We just picked up two nice large diaphragm mics (AT CAD's I think) and are thinking about doing the recording "ensemble style" since we perform that way.
 
Don't know how Del did it but I've recorded Bluegrass both tight mic'ed and with a single mic and do the "mix" by positioning players. I knid of like the single mic technique.
 
Just started doing this myself...have recently begun playing bass with a bluegrass combo. We're usually four (bass, mando, guitar and banjo), but sometimes we have two banjos.

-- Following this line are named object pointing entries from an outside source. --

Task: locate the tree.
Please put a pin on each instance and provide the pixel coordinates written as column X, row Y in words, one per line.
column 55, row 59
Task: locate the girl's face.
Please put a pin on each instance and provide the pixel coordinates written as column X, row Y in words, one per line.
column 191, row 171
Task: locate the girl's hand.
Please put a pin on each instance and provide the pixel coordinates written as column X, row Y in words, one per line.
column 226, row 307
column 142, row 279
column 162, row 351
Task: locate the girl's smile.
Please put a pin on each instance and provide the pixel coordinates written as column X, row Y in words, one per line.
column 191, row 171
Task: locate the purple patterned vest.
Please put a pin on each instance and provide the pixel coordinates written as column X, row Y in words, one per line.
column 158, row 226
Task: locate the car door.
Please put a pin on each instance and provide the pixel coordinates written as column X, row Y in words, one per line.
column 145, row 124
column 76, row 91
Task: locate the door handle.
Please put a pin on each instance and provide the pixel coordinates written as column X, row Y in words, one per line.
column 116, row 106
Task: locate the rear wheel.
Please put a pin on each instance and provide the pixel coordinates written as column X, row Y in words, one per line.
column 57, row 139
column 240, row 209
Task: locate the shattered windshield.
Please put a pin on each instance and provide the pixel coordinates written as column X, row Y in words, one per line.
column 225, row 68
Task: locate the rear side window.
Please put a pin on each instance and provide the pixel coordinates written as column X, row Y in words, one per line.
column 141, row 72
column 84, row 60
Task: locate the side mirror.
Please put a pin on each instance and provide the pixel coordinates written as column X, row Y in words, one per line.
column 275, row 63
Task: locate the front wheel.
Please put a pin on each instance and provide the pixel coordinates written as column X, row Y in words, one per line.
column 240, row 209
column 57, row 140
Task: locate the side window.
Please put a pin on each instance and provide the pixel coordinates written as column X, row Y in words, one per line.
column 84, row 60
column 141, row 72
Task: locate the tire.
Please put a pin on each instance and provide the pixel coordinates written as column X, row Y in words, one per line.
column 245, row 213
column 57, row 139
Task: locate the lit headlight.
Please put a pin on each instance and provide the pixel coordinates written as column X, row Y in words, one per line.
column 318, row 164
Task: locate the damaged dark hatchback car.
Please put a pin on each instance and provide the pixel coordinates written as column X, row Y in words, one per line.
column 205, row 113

We recorded a practice session a few weeks back using four mics through my Mackie 1202 board, with a stereo mix into my Boss BR-8 (I'm limited because the BR-8 can only record two tracks at a time). It came out good, but...

I think next time I'm going to try the one-mic technique, with the "position mix." The only thing I worry about with that is that the guitar won't cut through, especially on his "solos."
 
It'll take some experimentation to get it right but what I did was put tape on the floor to mark where players stand and another spot marked on the floor where soloists would step up to to do there solos.
 
Recording Bluegrass

I only have limited experiance in recording Bluegrass, but I have discussed the topic with local engineers.

Although number of mics and placement varied, the overwelming consensus was a tight grouping around a single mic large diaphragm (basically a live recoring scenario). Some engineers liked to use 2 mics to achieve some stereo effect.

The best recorded sound (just tracking, no effects, etc.) I've heard was using one AT4033. Some argue the 4033 isn't a good vocal mic, but a bluegrass band isn't eating the mic - and the 4033 jsut seemed to pick up the stringed instruments very accurately.